Using a mutant database to analyze the phenotypic diversity of RecA protein homologs

The RecA protein plays a crucial role in recombinational DNA repair. Over forty years of research on the E. coli RecA protein has produced a wealth of knowledge, but there is still no detailed molecular insight on how the protein's structure relates to its function. Now the genomic era has also added a large number of bacterial RecA orthologs allowing comparative studies. Thus, new computational tools are necessary for organizing, analyzing, and archiving the rich data set from the recombination literature. We have used a MySQL relational database to catalog 300 bacterial RecA homologs and over 1000 RecA missense mutants thereby enabling the datasets to be searched, sorted, and related to one another. Regions of the E. coli RecA protein that have been subjected to mutagenesis studies were compared to the conservation information observed in our RecA multiple sequence alignment. A SIFT computational analysis was performed on the alignment to quantitate and predict the deleterious effect of all possible RecA missense mutations. Hot‐ and cold‐spots with respect to RecA mutational flexibility were located.

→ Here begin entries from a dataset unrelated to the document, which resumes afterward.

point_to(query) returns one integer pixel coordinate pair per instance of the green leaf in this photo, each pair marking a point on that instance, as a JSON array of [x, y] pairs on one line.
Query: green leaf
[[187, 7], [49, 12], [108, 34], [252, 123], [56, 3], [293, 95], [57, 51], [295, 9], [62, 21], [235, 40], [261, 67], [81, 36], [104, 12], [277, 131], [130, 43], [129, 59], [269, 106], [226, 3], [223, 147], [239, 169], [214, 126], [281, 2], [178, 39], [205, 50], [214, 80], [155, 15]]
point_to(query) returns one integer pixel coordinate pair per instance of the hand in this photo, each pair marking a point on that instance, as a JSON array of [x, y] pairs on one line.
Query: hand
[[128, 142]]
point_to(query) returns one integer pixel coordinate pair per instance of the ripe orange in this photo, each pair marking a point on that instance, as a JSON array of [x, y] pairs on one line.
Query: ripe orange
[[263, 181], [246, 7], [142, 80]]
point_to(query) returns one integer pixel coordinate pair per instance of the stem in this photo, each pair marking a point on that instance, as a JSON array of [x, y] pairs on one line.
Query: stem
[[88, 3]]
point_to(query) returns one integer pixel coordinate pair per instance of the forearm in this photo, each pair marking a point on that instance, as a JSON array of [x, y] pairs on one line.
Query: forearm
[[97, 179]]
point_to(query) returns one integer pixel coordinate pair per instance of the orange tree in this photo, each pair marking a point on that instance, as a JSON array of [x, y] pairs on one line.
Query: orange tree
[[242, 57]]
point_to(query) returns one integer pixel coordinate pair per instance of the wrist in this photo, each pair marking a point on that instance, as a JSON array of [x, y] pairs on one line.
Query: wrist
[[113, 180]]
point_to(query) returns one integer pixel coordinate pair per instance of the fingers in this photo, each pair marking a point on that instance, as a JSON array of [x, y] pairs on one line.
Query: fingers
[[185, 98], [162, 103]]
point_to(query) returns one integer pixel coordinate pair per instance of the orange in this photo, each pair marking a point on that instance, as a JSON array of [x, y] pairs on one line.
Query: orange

Furthermore, we have examined some RecA mutants where there are conflicting experimental reports regarding the phenotypes measured (neutral vs. deleterious). The experimental and theoretical phenotypic values were mapped onto RecA crystal structures to place the observations in a three‐dimensional context. Finally, we have identified unexplored RecA motifs that are suitable targets for saturation mutagenesis. Supported by an NIH ID‐SURE undergrad stipend (C.T.), a UC President's Postdoctoral Fellowship (A.I.R.), and NIH grant GM058868 to A.M.